Cassidy Nicosia, 18, of Manchester no longer faces a misdemeanor charge of indecent exposure and lewdness.
Nicosia was arrested Aug. 23 after police received complaint calls about a topless teenager standing near the Main-Marlboro-Winchester streets roundabout with a handgun holstered on her hip.
State law does not require residents to have permits to openly carry guns, and she was not charged with any firearm-related crimes.
Last week, police prosecutors D. Chris McLaughlin and Eliezer Rivera decided to drop the charge of indecent exposure and lewdness against Nicosia. The charge was dropped because walking down the street topless does not qualify as a crime under state law, Keene police Lt. Jay U. Duguay said.
The law states that a person commits indecent exposure and lewdness if he or she fornicates, exposes genitals or performs any other “act of gross lewdness … likely to cause affront or alarm” in public.
“She wasn’t fornicating or exposing genitals — breasts aren’t genitals,” Duguay said. “No one who complained about it said that it was gross lewdness.”
While towns and cities may enact ordinances that prohibit women from going topless in public, Keene has no such ordinance, Duguay said.
“The officer (who arrested Nicosia) did what he thought was right at the time,” he said, “but sometimes you take a second look at these things and realize the law is not really worded the way you thought it was.”
Two other factors played a role in the police prosecutors’ decision to drop the charge against Nicosia, according to Duguay.
They wanted to keep the N.H. Supreme Court from having a chance to weigh in on the law, which could have happened if Nicosia was convicted and appealed, Duguay said. If asked to examine the state law dealing with indecent exposure and lewdness, the court might find that the language in the statute is too broad and then drop the entire statute, he said.
Also, Nicosia went topless to make a statement about equality, which could be viewed as a form of expression or free speech that is protected under the First Amendment, Duguay said.
“I chose to do it because … one of the most important issues to me is equality,” Nicosia said while being videotaped before her arrest. “Men can walk down the street … and, you know, not get harassed at all but yet somehow this is dirty.”

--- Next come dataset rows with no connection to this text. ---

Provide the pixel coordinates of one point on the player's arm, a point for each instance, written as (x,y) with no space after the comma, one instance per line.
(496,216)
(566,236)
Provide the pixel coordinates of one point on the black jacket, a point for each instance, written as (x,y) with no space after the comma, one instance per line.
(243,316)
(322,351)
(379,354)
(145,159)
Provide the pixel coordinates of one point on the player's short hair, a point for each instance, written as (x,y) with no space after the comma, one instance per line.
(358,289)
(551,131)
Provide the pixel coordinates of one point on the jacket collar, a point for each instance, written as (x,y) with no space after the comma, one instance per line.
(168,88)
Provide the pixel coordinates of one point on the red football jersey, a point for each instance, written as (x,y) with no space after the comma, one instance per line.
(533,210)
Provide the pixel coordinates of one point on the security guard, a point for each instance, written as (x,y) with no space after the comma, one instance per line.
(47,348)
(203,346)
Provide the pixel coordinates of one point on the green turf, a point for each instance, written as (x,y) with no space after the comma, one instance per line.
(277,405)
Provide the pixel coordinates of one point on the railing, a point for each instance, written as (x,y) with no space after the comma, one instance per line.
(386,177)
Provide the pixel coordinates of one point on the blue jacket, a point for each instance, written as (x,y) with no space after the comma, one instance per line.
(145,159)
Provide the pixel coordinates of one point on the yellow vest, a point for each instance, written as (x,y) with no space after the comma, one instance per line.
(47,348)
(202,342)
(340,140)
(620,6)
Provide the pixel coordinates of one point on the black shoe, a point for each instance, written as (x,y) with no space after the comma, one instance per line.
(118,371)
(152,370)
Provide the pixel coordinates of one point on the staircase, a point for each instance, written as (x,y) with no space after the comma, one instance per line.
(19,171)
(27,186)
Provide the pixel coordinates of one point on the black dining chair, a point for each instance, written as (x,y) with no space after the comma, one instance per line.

Nicosia is a member of the Free State Project, an effort to convince 20,000 people to move to the Life Free or Die state and participate in various forms of activism and run for local and state office.
Attempts to reach Nicosia before press time were unsuccessful.
Ian “Freeman” Bernard, a talk radio host and outspoken member of the project, said other women were planning to go topless outside Keene District Court during Nicosia’s arraignment, which was scheduled for Wednesday. He wasn’t sure if the topless demonstration would still occur.
While Nicosia no longer faces a criminal charge, the dismissal prevents her from challenging the law and paving the way for other women to go topless in public without risking arrest, Bernard said.
“By dropping the charge they’ve really headed off any way to challenge what they’ve done and set a precedent,” he said. “Hopefully, if this happens again, if someone like Cassidy decides she’s hot and wants to act like her male counterparts, they can be left alone.”